Deerfield made that choice in resounding fashion in early February when its board of trustees unanimously approved amendments to municipal zoning code that effectively ban industrial developments. The amendments clearly define warehouse and distribution facilities and make it “abundantly clear” that they are prohibited in the village, Deerfield Deputy Village Manager Andrew Lichterman told the Chicago Tribune.

Bridge Industrial shelved a proposal to convert the Baxter International headquarters in Deerfield into a 101-acre industrial park last year after opposition from residents, The Real Deal reported.  

Office-to-industrial conversions have increased truck traffic and led to “related adverse impacts,” including safety risks to smaller vehicles, bicyclists and pedestrians and an uptick in street maintenance costs, according to a memo from the Deerfield Plan Commission to the village’s mayor and the board of trustees.

“It’s important to set that expectation with developers so they can choose a different community that allows these types of developments,” Lichterman told the Tribune.


Other municipalities may pass ordinances banning such conversions, Driscoll said.
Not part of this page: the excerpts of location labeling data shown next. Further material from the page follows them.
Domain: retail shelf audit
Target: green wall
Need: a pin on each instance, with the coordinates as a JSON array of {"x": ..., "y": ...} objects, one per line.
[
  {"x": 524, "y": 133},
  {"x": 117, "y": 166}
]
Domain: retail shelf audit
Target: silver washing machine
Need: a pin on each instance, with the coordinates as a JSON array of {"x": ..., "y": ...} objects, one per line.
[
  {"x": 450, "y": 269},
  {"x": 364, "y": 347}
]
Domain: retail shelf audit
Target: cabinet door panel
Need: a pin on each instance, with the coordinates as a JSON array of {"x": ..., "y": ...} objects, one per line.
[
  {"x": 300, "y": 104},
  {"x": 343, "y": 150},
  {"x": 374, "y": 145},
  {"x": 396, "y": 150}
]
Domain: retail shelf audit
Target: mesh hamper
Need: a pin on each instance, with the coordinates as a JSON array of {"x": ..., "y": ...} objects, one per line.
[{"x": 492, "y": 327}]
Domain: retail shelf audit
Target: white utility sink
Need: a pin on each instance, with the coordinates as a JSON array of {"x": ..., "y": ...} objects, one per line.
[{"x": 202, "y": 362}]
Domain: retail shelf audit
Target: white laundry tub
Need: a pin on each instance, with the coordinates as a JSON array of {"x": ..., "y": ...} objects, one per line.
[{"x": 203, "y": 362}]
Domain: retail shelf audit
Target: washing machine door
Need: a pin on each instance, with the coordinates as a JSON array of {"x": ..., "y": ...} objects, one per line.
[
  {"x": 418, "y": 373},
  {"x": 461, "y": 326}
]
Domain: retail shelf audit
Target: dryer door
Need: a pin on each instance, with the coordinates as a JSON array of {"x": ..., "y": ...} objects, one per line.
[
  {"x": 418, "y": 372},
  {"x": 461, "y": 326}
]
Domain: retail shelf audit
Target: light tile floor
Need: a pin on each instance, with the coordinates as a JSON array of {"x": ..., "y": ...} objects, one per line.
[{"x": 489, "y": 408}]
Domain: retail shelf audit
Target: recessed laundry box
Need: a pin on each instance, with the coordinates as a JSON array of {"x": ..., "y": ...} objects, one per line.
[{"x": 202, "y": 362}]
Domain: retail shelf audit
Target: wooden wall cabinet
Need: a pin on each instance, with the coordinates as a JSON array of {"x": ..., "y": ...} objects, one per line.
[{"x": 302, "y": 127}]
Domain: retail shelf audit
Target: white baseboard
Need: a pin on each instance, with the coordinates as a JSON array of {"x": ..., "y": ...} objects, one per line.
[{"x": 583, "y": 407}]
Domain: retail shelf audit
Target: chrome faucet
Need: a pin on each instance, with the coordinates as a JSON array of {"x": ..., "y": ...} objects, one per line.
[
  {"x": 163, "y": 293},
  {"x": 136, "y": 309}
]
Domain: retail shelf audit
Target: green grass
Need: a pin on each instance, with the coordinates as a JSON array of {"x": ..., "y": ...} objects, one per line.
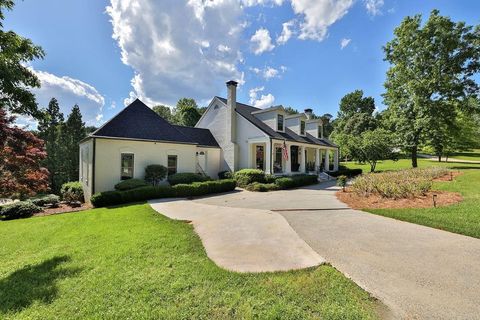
[
  {"x": 463, "y": 218},
  {"x": 132, "y": 263}
]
The burden falls on the industrial industry to work with communities to educate them on the goals of different industrial developments and how they can be complementary to the area. 

If industrial players don’t, it is likely more communities will adopt Deerfield’s stance, Driscoll said.

“It's a much more transparent media landscape, and so people pick up on the story from Deerfield, Illinois, in California or in New Jersey,” he said. “It's happening everywhere, and I'm sure we will continue to have communities who are fearful of this use and are trying to create roadblocks for industrial development.”

But even in communities that welcome office-to-industrial conversions, those projects remain a fairly “niche story” for both asset classes at large, said Lisa DeNight, managing director of national industrial research at Newmark. 

“It's a more impactful story for the office market,” DeNight said. “It really does improve the health of the office market if obsolete, vacant inventory is removed … even if it is a small amount. The industrial market is such a behemoth that it's a smaller part of the industrial story.”

DeNight said as the office-to-industrial trend has evolved, the story has widened in scope to include conversations about the “highest and best” use of the land underneath buildings. The power supply and built-out infrastructure on some office campuses lend themselves well to industrial and data center conversions, DeNight said. 

Compass Datacenters scooped up the former Sears corporate headquarters in Hoffman Estates for $194M last year and plans to convert the site into a 200-megawatt data center campus, CoStar reported. The company planned to start demolition of the 2.4M SF office campus in January, according to the outlet.

But data centers come with their own set of conversion challenges. They have greater energy needs than standard industrial properties, which may not make them feasible for all potential sites, Serino said.

“The infrastructure has to be there, the power and the fiber has to be there,” she said. “If it's not, then you're not going to go in that direction.”

Some municipalities recognize the benefits of certain industrial assets to help towns bring high earners to their area and further onshoring and reshoring goals, Serino said.

“Not all industrial is built equally,” she said. “There's a difference [between] a high-use daily distribution facility and a manufacturing facility, and those bring in really high-paying jobs.”

And not all experts are convinced Deerfield is the beginning of a larger trend of towns thumbing their noses at industrial development.

“I don't know if … municipalities are going to all start banning industrial,” said Jared Morzinski, senior research analyst at Newmark. “I think they all want properties around their residences that help out the communities as best as possible in terms of tax revenue and also don't have a negative effect on the people that live in those areas.”